Related Work & Insights¶
- vs. DiffusionEdge: The strongest crisp edge SOTA, but still requires post-processing. MatchED as a plug-in further improves its AC (+0.474 on BSDS).
- vs. LPCB (Dice loss): Encourages crisp edges through loss design, but still produces thick predictions. MatchED fundamentally resolves the many-to-one problem at the matching level.
- vs. GLR: Refines labels with a fixed Canny-guided step prior to training, without dynamic adaptation. MatchED performs dynamic matching at every iteration.
- vs. DETR: The matching concept originates from DETR, but is extended from instance-level to pixel-level; the cost matrix design is entirely different.
Rating¶
- Novelty: ⭐⭐⭐⭐ Transfers bipartite matching from object detection to pixel-level edge detection, achieving post-processing-free crisp edges for the first time.
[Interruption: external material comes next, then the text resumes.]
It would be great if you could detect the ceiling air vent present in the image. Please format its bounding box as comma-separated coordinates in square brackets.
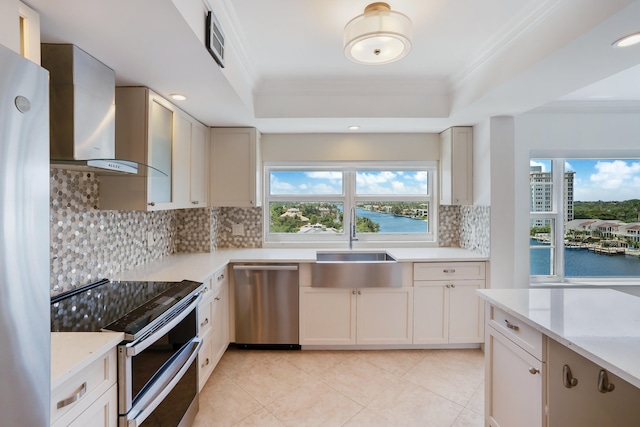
[206, 12, 224, 68]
- Experimental Thoroughness: ⭐⭐⭐⭐⭐ Four datasets, four architectures, detailed ablations, runtime and parameter analysis, and qualitative visualizations.
- Writing Quality: ⭐⭐⭐⭐ Problem formulation is clear, methodology is concise, and contributions are well-defined.
- Value: ⭐⭐⭐⭐ A post-processing-free end-to-end solution; matching-based supervision is generalizable to other pixel-level tasks.